Note: This attraction is closed until further notice.
- Insight into artworks from SA, the African continent and further afield
- Temporary exhibitions of paintings, drawings, photography, sculpture, beadwork, textiles, and architecture
- Regular new exhibitions of contemporary African work
The Iziko South African National Gallery is South Africa’s premier public art gallery. Showcasing impressive South African, African, British, French, Dutch and Flemish artworks and objects, it is a mesmerising and thought-provoking experience. The gallery also puts contemporary, indigenous and African art in the spotlight, and features new media, prints, drawings, paintings and sculptures. Be inspired as you are plunged into the remarkable creativity and imagination made possible through art.
The Iziko South African National Gallery’s collection of art has grown substantially from the initial bequest of 45 paintings presented in 1871 by Thomas Butterworth Bayley. The permanent collection contains fine examples of mostly early 20th century British art, but since 1990 the gallery has been growing to establish a collection that celebrates the impressive cultures of the African continent.
Closed Christmas Day, Worker’s Day (1 May)
South African National Gallery
Advice for visitors
If you are a fan of modern art in all its forms, then a half day visit to the gallery is an absolute must. Visitors will be intrigued by the contrasts found between the contemporary art displayed alongside art from the earlier centuries.
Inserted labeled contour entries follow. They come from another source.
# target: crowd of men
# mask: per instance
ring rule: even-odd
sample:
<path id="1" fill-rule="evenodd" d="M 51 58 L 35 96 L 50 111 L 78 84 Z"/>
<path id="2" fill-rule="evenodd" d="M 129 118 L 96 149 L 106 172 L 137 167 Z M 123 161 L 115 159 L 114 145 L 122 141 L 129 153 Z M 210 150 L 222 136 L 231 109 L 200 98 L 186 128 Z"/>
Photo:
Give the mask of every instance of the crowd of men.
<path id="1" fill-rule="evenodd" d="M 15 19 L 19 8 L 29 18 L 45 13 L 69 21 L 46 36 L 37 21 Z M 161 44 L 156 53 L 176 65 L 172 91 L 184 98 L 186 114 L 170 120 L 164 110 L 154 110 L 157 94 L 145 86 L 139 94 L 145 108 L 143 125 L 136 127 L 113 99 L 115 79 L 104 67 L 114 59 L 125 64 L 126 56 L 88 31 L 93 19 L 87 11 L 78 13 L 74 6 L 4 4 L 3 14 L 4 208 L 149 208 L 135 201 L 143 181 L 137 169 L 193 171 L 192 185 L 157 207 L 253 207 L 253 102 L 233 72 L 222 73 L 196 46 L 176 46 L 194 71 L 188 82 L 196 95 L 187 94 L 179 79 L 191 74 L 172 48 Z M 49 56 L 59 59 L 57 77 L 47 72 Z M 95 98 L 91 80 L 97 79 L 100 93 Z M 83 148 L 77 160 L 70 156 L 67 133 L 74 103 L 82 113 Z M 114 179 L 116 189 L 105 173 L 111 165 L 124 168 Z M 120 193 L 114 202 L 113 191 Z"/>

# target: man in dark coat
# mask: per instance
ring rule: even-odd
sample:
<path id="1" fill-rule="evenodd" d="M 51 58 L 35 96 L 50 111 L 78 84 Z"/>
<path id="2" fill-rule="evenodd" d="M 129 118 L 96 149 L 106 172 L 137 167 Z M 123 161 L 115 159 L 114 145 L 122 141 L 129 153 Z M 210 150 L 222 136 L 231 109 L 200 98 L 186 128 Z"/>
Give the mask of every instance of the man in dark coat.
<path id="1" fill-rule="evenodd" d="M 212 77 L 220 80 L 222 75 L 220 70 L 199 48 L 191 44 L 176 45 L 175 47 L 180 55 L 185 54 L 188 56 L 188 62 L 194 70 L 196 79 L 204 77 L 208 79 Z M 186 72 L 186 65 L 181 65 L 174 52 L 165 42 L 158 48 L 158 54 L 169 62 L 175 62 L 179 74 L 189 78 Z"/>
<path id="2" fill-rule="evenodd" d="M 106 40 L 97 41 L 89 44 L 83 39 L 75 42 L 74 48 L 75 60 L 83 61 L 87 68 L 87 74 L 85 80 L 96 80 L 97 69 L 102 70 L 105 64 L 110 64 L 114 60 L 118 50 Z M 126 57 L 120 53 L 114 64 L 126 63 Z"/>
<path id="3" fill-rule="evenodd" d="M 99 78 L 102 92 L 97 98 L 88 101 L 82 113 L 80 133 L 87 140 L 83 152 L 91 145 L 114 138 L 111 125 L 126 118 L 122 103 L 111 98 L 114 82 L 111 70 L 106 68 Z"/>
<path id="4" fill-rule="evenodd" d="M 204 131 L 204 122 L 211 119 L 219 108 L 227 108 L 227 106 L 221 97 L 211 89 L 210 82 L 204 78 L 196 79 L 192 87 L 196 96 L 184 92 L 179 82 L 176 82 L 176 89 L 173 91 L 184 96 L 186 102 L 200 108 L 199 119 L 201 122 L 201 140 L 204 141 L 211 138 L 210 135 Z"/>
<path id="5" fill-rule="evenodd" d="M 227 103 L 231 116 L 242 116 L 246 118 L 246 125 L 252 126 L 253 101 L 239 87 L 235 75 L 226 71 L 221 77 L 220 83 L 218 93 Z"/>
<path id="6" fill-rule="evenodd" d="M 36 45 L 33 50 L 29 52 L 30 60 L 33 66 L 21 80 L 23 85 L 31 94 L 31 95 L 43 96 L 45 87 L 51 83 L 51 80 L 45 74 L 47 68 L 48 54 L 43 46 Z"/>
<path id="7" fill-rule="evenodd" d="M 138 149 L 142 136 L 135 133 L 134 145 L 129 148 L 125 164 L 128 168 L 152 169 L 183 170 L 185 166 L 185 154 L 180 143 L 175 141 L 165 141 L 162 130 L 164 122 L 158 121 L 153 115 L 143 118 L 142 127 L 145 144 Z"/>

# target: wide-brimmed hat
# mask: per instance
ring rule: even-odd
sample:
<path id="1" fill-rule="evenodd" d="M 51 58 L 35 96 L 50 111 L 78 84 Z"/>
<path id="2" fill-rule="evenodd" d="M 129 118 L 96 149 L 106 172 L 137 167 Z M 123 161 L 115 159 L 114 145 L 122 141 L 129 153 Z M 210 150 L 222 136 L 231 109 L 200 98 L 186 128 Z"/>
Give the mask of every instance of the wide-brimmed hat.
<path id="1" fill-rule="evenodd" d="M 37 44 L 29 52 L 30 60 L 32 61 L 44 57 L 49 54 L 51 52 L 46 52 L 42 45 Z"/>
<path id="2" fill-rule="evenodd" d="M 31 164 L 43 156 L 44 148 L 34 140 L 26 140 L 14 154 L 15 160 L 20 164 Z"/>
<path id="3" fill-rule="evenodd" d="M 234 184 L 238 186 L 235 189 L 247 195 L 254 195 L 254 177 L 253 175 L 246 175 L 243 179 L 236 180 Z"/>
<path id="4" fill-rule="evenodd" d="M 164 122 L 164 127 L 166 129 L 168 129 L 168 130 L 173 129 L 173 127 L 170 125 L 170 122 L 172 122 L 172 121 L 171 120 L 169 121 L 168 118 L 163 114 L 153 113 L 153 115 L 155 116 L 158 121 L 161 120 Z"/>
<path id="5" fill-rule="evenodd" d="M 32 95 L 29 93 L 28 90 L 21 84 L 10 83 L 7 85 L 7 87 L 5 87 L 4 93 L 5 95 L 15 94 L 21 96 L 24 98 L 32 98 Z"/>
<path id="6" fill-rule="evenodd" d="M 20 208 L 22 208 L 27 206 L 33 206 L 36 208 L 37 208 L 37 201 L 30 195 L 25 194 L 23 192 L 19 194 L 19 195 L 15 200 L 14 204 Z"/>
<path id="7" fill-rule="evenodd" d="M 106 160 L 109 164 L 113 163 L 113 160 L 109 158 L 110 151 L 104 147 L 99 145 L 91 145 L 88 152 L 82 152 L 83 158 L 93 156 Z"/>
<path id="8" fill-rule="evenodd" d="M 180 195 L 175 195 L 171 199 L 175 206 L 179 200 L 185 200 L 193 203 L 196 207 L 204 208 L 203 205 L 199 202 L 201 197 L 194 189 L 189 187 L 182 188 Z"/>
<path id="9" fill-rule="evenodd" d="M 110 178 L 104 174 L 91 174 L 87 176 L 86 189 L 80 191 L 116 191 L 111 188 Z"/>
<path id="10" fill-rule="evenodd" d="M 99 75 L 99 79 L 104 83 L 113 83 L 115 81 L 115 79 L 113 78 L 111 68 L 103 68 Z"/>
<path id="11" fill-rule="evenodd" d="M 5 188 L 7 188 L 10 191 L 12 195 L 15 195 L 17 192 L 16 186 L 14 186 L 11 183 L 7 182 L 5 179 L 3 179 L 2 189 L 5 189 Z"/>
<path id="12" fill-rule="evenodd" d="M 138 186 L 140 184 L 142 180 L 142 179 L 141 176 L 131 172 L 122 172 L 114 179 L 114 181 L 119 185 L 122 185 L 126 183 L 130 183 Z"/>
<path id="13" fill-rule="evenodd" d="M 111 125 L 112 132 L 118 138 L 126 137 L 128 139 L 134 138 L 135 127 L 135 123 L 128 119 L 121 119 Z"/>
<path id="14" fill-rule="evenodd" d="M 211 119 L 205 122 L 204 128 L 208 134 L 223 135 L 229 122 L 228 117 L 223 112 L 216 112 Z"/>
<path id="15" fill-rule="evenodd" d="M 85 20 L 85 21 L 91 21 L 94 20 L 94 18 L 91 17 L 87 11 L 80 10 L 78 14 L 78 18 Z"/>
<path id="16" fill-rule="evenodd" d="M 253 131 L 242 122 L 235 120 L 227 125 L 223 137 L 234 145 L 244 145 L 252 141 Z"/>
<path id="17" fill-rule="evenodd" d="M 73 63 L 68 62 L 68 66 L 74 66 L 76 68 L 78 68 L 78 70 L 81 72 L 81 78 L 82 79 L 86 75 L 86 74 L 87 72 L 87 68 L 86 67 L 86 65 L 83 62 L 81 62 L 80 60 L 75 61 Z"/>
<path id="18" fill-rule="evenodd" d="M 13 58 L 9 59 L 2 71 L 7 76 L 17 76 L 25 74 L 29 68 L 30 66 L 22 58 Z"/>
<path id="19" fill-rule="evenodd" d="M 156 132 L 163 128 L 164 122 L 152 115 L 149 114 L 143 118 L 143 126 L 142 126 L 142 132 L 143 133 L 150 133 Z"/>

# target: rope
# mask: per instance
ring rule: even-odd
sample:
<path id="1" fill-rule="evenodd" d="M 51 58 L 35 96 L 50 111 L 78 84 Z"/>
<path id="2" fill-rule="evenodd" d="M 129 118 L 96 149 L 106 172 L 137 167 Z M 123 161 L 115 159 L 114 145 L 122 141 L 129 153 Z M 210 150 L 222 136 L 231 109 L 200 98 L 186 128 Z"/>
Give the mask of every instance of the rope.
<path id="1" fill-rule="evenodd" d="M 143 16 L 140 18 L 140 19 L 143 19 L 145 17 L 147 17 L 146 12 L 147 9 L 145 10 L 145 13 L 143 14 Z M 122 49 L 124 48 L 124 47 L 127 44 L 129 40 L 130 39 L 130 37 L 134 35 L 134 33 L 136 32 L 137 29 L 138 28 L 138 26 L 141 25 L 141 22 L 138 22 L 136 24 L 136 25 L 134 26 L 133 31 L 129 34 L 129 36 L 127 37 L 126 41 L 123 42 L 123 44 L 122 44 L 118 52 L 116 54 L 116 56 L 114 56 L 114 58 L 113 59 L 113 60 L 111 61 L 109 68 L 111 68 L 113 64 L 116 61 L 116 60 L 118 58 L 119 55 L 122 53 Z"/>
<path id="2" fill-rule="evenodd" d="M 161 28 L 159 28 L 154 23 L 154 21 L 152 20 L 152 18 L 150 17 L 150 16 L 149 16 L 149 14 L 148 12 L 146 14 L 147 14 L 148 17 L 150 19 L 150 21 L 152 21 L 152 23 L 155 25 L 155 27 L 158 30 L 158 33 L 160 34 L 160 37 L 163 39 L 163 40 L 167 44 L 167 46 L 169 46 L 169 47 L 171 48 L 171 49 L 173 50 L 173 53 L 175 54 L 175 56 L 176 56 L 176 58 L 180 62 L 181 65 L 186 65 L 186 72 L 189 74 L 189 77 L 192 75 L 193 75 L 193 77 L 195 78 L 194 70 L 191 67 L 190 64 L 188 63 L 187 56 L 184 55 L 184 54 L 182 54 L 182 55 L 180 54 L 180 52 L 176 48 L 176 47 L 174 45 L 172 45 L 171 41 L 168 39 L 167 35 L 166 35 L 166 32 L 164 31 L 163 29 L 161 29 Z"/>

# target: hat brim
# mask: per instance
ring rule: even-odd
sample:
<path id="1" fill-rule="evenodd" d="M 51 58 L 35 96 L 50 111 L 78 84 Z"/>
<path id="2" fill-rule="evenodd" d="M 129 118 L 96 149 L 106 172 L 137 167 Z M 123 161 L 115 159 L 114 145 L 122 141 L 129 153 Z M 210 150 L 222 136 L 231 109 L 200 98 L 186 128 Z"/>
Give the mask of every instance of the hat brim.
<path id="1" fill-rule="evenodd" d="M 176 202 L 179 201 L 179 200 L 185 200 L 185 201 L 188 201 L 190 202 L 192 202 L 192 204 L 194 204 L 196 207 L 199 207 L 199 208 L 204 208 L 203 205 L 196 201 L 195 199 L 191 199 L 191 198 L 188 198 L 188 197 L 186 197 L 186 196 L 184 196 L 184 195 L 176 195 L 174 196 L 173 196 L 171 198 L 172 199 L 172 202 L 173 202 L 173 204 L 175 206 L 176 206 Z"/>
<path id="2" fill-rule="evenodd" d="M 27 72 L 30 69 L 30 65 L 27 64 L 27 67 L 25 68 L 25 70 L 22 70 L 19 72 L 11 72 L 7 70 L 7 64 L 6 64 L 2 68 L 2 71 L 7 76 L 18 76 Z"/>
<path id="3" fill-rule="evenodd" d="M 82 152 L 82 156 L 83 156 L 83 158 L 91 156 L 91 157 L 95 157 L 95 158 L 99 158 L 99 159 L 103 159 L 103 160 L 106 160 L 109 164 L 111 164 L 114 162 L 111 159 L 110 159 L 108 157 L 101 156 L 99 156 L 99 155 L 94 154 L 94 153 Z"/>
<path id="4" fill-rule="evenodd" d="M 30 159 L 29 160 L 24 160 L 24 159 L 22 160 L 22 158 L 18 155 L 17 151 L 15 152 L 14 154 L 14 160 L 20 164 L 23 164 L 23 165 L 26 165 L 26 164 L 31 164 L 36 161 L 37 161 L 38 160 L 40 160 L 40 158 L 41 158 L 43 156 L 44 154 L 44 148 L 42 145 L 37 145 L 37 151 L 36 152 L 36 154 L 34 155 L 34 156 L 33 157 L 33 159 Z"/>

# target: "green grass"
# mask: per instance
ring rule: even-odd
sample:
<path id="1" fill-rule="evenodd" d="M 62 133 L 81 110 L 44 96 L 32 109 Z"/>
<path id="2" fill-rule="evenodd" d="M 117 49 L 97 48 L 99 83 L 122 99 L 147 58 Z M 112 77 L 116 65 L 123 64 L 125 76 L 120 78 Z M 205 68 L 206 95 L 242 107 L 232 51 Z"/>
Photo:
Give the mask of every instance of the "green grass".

Five of the most popular works to see include Jane Alexander’s Butcher Boys, Sethembile Msezane’s Chapungu – The Day Rhodes Fell, Make Your Home Your Castle by Lisa Brice, Christ Head by Alexis Preller and Athi-Patra Ruga’s The Night of the Long Knives III. If you aren’t “museumed-out” by the end of your visit, the nearby Holocaust Museum is another must-see cultural attraction.
Did you know
Only in the 90s did the South African National Gallery’s board expand its acquisition policy to include African art, particularly from South Africa. The move came as the country ushered in a new spirit of democracy after apartheid.